Many foreigners—Mauritanians, Lebanese, Senegalese, Indians and others—live in Guinea-Bissau, escaping dictatorships or poor political and economic situations in their own countries and restarting their lives here, seeking freedom and the ease of establishing businesses which Guinea-Bissau affords. Some settled over ten years ago. Such is the story of the 25-year-old Lebanese barbershop owner who cuts my hair each month. He moved to Guinea-Bissau about a year ago to restart his life.
The first few times I went to his barbershop, we talked very little. He still does not speak Creole well, nor does he speak English easily; I do not either, for that matter. But as time passed, we started to communicate better, talking about football, politics, culture, religion and other subjects.

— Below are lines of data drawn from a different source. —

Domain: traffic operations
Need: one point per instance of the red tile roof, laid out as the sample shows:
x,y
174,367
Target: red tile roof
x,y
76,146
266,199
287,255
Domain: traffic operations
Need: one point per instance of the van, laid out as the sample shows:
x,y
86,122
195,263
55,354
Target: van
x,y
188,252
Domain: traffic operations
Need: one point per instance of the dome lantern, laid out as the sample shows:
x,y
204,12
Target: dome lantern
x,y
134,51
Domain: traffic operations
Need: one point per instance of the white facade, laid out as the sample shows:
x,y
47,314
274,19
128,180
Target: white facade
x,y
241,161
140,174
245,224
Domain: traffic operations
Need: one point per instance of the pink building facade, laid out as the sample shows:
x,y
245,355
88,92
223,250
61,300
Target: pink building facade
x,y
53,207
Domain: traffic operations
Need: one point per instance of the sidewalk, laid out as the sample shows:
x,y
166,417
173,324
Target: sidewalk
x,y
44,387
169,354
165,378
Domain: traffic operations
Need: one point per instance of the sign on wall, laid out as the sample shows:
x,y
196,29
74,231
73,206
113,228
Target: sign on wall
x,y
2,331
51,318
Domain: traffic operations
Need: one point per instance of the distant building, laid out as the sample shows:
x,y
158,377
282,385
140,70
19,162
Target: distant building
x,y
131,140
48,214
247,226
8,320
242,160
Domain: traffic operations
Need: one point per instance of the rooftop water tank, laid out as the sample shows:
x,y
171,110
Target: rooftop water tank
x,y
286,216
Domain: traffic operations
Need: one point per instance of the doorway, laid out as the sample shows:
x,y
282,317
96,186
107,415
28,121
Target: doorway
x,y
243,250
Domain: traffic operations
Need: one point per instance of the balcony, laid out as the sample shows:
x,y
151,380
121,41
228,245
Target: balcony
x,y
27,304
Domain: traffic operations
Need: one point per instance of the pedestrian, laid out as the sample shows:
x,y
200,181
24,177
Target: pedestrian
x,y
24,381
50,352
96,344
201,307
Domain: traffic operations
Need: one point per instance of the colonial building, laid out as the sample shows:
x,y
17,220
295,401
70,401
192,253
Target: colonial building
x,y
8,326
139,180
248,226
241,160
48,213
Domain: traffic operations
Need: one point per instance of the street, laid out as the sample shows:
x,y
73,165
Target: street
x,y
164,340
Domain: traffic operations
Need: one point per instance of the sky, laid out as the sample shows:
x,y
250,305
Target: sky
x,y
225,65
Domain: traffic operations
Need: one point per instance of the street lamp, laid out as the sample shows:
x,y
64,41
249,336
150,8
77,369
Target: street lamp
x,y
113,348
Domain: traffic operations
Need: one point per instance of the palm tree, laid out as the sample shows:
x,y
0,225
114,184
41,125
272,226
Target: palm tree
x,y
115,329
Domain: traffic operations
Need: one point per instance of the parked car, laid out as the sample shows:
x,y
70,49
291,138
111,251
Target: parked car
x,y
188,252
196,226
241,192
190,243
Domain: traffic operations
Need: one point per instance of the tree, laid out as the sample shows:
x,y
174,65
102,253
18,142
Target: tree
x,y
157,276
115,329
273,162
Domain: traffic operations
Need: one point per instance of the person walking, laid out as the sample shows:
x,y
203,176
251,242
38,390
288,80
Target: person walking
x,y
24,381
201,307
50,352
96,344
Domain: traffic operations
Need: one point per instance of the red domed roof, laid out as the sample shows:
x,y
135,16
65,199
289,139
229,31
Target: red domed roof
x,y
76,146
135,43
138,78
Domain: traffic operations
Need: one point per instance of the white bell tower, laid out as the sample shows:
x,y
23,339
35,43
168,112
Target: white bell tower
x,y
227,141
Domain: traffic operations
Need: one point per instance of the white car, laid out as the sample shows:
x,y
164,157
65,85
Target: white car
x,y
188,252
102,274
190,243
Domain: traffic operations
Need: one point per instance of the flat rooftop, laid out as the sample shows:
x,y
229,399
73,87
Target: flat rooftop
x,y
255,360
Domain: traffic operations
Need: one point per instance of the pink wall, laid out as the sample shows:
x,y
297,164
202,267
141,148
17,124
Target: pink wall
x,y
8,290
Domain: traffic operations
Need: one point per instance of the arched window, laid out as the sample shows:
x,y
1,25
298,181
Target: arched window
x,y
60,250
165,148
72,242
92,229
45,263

One day he asked me if I smoked. I told him I never had, and he found that very interesting. He confessed with some embarrassment that he smoked a lot and had already unsuccessfully tried to stop. What caught my attention was that he said his smoking stemmed from depression. As I talked with him, learning more about what he was going through, he said frustrations and traumas had “haunted him” for a few years. He also said he had already seen psychologists, but they could not solve his problems.

His story touched me greatly, and I offered him the option of speaking with Daniele Machú, the psychologist on our project. As my friend is a Muslim, I had to be very careful in my approach, so he did not think I just wanted to proselytize. I desired to help him, and that needed to be clear. He said he would think about it and look for me, so I gave him my phone number, expecting his call.

Shortly after that conversation, I traveled to South Africa to participate in a training conference. Unfortunately, I still have not heard from my Lebanese friend. I always pray for him and hope that God will help him overcome his struggles. I look forward to visiting with him again when I return to Guinea-Bissau.

This encounter has caused me to reflect again on the need to preach an integrated gospel—one able to bring people closer to God and change the story of their lives. I have also thought about how God brought this young Lebanese man to Guinea-Bissau, partly for the opportunity of finding a solution to his struggles through the work of AFM. As missionaries, we focus on the indigenous of the country but also reach out to expatriates. God, through His Spirit, leads us into situations that seem like simple, everyday life but are actually doors being opened for the transformative message to enter. We must always be intentional in our daily activities: going for a haircut, shopping or purchasing gas. These can be powerful opportunities to share God’s love.

Please pray for the missionaries, natives and all people looking for solutions and answers to their struggles, pain and afflictions. Pray for this young barber to find the true pleasure that cigarettes, alcohol and money can never offer him.